A.まずは不安定な時代のあらゆる危機やピンチに備えるためです。それは経済的・政治的危機、天災、それに個人的な問題すべてに言えます。

  • P.25 いま、時代にとって必要なのは、あたらしい生き方の創造でしょう。デザイン、スタイルの時代を経て、生き方そのものに創造性を見いださなきゃ行けないほど、時代は窮屈になってしまいました。あたらしい生き方を提案できるもの、クリエイションできるものが、真の21世紀のクリエイターだと思います。


  • P.35 ぼくも含めて、自分の事を意外とわかってないと思ったからです。世の中がぐちゃぐちゃになってるときに、自分の事を見失ってたらもっと大変じゃないですか。だから、情報やモノに向き合うのではなく、自分と真摯に向かい合うことがいま一番重要だと思います。


  • P.50 だからもう「悪いこと」や「隠しごと」は、ドンドンできなくなるのです。それが、世界を本当の意味で変えていく事になるでしょう。もし、隣の人の事が100%わかるとしたら、どうしますか?中略。何かをきっかけに、相手の事が分かるような技術が出てきて、テレビで霊能者の人が相手を見て色々言うのと同じように、科学技術的に、相手の事がわかるようになっていくのです。
    • まったくagree。人類が大切にしてきた何かしらを失う可能性はあるけど、人生を取り繕う事の非効率さは是正され、今は見えない「するべきこと」に注力できるようになるんじゃなかろうか。

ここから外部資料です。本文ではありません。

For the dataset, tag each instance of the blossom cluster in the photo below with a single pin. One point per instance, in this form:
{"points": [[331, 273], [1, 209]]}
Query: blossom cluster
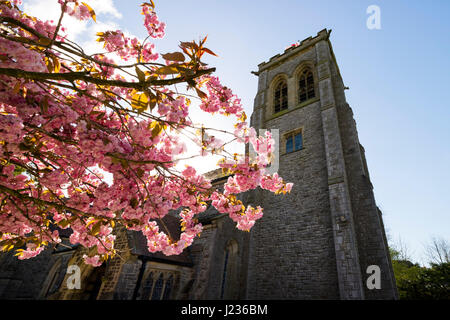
{"points": [[59, 138]]}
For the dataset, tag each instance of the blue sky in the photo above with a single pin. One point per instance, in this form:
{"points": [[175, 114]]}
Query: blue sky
{"points": [[398, 78]]}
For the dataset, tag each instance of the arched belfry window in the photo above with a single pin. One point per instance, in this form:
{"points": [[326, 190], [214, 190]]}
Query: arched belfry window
{"points": [[230, 281], [280, 96], [306, 86]]}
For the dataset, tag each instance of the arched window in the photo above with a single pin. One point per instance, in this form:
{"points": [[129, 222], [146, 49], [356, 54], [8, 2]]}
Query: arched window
{"points": [[168, 288], [280, 96], [306, 86], [229, 288], [147, 287], [157, 290]]}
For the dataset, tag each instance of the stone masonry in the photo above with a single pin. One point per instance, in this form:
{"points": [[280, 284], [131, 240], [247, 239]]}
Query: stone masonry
{"points": [[314, 243]]}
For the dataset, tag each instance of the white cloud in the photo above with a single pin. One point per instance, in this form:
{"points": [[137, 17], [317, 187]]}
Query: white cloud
{"points": [[75, 29]]}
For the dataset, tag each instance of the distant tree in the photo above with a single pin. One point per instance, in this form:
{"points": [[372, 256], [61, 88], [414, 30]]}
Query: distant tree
{"points": [[67, 118], [415, 282], [438, 251]]}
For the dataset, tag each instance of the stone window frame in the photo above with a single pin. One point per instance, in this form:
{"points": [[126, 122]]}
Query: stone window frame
{"points": [[230, 270], [281, 77], [306, 65], [292, 133], [156, 274]]}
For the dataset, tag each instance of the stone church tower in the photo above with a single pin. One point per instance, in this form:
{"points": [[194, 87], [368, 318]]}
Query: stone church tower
{"points": [[321, 241]]}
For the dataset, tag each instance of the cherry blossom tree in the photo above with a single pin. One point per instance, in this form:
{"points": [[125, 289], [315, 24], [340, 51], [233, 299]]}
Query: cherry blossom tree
{"points": [[68, 118]]}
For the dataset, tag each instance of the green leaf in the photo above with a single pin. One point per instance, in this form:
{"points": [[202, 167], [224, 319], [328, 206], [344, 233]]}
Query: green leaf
{"points": [[139, 101], [91, 11], [140, 74]]}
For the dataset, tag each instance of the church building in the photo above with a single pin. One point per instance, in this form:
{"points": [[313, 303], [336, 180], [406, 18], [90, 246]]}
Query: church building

  • P.59 確実に言える事は、お金や欲望はアイデアの天敵ということです。中略、お金を稼ぎたいという欲望も、清貧が美徳というのも、実は両方同じ罠なのです。お金や欲望という罠が、素晴らしいアイデアが生まれるのを、一番邪魔しているのは間違いありません。
    • マネタイズありきで始めるブレストの無意味さを痛感しながら板挟みなわけですが、たぶんそういう類いの話ですよね。

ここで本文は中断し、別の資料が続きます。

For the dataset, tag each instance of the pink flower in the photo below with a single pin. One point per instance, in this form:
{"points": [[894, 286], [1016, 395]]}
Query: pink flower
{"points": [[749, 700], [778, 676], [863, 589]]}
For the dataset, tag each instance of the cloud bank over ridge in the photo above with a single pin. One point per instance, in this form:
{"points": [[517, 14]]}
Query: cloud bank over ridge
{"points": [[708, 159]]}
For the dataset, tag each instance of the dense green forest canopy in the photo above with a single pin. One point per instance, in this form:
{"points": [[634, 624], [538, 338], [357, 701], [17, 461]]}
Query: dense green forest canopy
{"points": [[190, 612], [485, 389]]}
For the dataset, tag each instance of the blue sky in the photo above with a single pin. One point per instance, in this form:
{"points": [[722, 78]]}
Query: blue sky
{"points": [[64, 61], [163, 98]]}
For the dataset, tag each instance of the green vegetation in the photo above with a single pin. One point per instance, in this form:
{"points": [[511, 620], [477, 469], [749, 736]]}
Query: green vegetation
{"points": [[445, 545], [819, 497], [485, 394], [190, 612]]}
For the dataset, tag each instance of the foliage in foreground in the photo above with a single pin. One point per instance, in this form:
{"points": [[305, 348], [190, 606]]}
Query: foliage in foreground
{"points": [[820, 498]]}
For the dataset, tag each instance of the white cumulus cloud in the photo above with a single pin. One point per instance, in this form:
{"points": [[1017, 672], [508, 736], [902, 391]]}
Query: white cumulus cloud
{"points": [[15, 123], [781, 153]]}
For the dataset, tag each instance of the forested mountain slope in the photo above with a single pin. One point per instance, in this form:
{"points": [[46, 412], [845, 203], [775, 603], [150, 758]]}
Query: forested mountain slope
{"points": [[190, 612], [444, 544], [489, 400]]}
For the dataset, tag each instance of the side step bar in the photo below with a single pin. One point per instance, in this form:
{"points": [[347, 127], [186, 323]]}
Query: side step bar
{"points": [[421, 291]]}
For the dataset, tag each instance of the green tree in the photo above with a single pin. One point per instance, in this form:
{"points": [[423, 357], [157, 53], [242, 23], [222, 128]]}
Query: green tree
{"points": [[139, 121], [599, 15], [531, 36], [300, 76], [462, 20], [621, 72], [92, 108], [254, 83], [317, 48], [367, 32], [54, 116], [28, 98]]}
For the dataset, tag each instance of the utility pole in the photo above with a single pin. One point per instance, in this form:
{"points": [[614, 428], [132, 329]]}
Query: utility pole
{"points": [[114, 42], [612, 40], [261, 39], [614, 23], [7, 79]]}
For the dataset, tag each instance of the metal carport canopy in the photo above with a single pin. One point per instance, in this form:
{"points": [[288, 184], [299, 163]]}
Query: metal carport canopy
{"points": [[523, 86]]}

  • P.85 「世界がもっと楽しく創造的になったら、どんなに素晴らしいか」中略、そのためのきっかけやツール、場所、をあらゆる形で多くの人に届けたいとずっと思っている。


  • P.93 日本人の抱えている問題点とは?

「まじめに」と「楽しく」が反対語である事が日本人の問題の一つではないか、とずっと思っています。その二つの要素は共存可能なのに。
あとは、無意味な完璧主義。ちょっとでもダメなら、その人もモノもすべてダメ。完璧な人間はいないので、結局全員ダメ。完璧でないと、すぐにイライラするので、雰囲気が悪くなる。完璧なものはないから、すべて雰囲気が悪くなる。自分も完璧じゃないから「足りてない」と感じ、被害妄想になる。だから家から出られなくなる。
もうちょっと、外でリラックスして楽しくやったほうが、うまくいくと思います。皆、島人なんだから。

  • P.121 これからは、誰もが写真を撮って、誰もが小説を書いて、誰もが映画を作る時代になると思います。世の中全員がクリエイターになっていくのだとしたら、僕ら先端にいるプロの仕事は、あたらしい時代の雛形を作る事だと思うのです。こうやって不安定な時代には拠点を持たずに生活することを提示するのも、そうなのかもしれません。もし、ぼくに子供がいたら、どこかに学校を作っているかもしれませんし、その時々の自分の人生に逆らわないようにしています。


  • P.185 僕もそうですが、これから「趣味」は、なくなる時代になると思います。皆、好きな事をもっとするようになるから、それは趣味と言えなくなるでしょう。同じように「余暇」もなくなるでしょう。きっと「主暇」が増えると思います。


  • P.204 他社との関係で自分を作ってはならない。自分の可能性を、どんなに大変でも追求しなければいけない。なぜなら、すべての必要なことは、必ず自分の中にあるからだ。